Just (Ad)D is a distributed streaming data pipeline for analyzing an ad performance in real-time to potentially add them onto websites that have high user traffic.
Advertisements are all about gaining user attention, which includes targeting the right consumers, at the right times, through the right channels. Therefore, optimizing user attention to improving conversion rates is crucial for advertisers.
For ease of deployment and to avoid gruesome network configurations with individual EC2 instances, this pipeline design utilizes managed services like Confluent cloud for Kafka cluster and AWS EMR for Spark cluster.
- Sample dataset is stored in an EC2 instance.
- In EC2, simulated messages are produced to page views and click event topics in Confluent Cloud which provides Kafka cluster as a service.

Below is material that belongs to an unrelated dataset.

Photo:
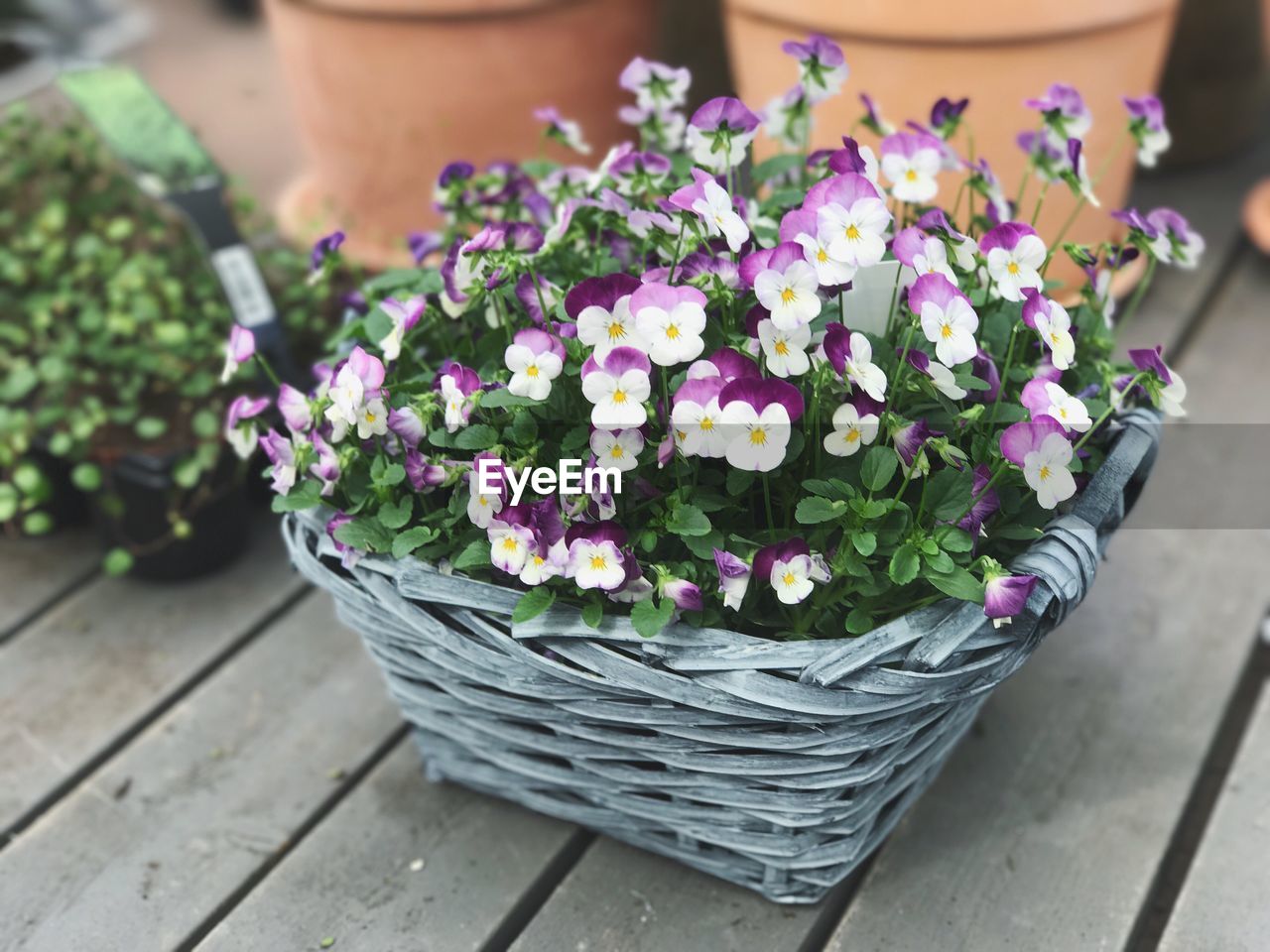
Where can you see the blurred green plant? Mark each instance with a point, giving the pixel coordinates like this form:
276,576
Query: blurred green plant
112,325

- The messages are consumed by Spark to process the stream of messages.
- Two main calculations:
Counting the number of clicks/views for each advertisement within the event-time window
Top 3 websites with user surge from which platform(Mobile/Tablet/Desktop) and source (Internal/Social/Search) - Windowing and watermark usages are demonstrated to handle late or out of order data.
- Each stream processed data is stored in MySQL database with timestamp.

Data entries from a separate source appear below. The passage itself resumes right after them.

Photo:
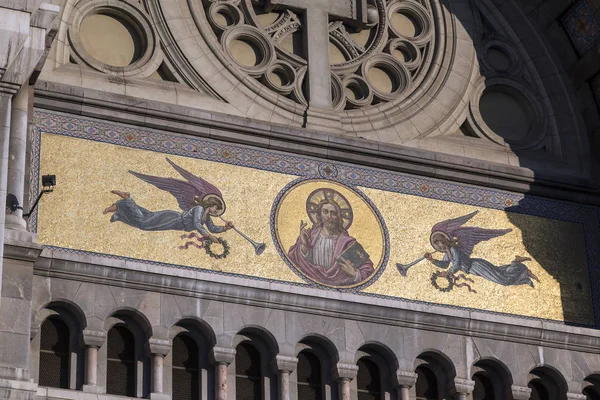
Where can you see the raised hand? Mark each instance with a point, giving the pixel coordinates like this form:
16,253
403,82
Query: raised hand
228,225
304,234
347,267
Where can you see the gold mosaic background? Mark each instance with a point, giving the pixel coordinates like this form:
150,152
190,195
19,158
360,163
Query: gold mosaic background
87,171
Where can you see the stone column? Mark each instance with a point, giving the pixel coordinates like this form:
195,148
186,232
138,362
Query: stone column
221,357
17,156
159,348
464,387
284,365
5,108
92,340
404,381
344,373
520,392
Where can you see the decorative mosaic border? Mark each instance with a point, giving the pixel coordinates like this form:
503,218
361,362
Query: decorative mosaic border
308,167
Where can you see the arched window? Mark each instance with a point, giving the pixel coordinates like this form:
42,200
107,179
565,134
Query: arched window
368,382
54,354
426,386
309,377
247,373
538,391
484,390
120,365
186,369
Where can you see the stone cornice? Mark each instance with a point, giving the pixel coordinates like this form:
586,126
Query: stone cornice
347,306
565,184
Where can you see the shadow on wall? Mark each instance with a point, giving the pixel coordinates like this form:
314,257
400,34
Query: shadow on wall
530,105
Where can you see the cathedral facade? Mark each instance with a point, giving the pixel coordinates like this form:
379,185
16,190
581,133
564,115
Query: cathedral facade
297,200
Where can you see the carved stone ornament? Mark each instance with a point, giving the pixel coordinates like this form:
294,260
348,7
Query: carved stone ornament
377,51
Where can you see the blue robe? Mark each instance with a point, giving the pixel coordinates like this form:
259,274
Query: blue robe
133,215
515,273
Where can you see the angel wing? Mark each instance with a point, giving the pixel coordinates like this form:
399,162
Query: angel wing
202,185
450,225
186,193
469,236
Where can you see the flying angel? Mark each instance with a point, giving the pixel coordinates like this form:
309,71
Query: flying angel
198,199
457,243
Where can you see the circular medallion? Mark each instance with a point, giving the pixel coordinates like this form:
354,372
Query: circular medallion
329,234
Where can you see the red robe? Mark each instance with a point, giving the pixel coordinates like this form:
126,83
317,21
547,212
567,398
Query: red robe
334,276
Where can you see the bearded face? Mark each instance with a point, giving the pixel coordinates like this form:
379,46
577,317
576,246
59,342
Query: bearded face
330,217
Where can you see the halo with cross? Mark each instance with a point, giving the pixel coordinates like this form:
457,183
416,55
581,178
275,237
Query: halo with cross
317,196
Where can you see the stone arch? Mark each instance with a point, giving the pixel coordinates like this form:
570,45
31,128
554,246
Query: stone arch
53,308
387,364
497,373
253,332
265,343
141,329
328,355
205,339
128,315
591,386
318,341
193,324
74,317
550,379
441,366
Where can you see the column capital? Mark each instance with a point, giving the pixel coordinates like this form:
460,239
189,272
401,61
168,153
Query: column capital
464,386
93,338
520,392
222,355
160,347
345,371
285,363
405,379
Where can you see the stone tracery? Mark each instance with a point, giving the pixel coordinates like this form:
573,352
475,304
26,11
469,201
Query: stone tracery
378,62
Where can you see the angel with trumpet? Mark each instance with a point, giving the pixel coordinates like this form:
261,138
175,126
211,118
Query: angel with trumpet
199,200
457,242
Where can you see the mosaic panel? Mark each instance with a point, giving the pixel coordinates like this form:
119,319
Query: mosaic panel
235,210
581,25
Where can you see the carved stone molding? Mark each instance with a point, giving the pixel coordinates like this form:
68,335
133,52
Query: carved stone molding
285,363
345,371
222,355
405,379
159,346
94,338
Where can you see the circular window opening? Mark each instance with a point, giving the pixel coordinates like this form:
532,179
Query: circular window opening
382,79
506,112
246,52
405,24
224,18
280,77
498,59
113,40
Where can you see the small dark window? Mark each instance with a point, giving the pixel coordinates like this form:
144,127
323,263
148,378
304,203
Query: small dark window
538,391
484,390
426,386
186,369
247,373
368,382
120,365
309,377
591,394
54,354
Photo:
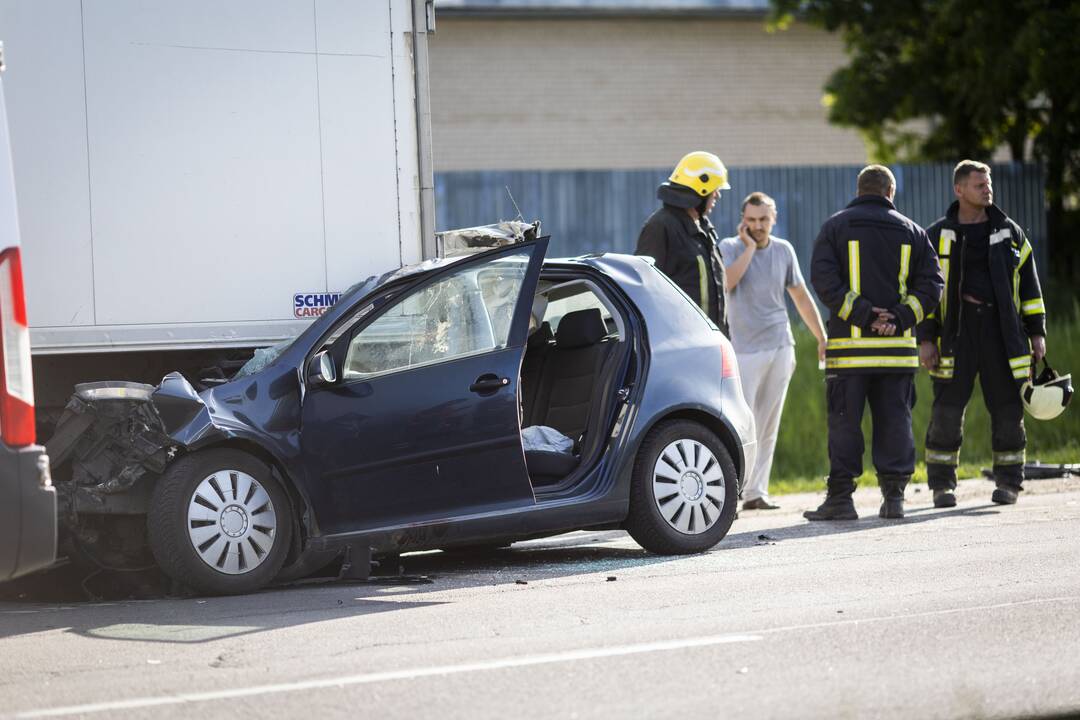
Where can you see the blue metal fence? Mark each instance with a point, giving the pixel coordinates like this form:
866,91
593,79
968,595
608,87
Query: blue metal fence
603,211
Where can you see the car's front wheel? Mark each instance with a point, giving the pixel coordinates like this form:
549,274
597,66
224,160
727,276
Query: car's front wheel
219,522
684,492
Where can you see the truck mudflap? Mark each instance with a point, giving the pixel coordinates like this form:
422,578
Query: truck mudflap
112,435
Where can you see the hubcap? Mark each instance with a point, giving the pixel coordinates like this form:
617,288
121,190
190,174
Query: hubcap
231,521
688,487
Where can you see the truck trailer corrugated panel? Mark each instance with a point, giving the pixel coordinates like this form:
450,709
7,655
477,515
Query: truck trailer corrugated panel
186,170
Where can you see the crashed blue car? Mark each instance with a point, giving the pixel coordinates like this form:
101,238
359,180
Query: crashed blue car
472,401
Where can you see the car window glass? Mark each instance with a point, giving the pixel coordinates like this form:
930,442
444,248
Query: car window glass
463,313
570,299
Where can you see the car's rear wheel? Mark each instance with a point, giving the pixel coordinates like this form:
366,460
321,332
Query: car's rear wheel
219,522
684,491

- The continuous update on to the dB is queried and visualized on to live dashboard built using Plotly Dash.
A subset of Outbrain Click Prediction Kaggle dataset
Just-Ad-D/
├── dash_frontend
│ └── app.py
├── kafka_clicks.sh
├── kafka_ingestion
│ ├── ccloud_lib.py
│ ├── producer.py
│ ├── pvproducer.py
├── kafka_pv.sh
├── LICENSE
├── README.md
├── sparkjob_clicks.sh
├── sparkjob_pv.sh
├── spark_processing
│ ├── kafspar2.py
│ └── pvkafspar2.py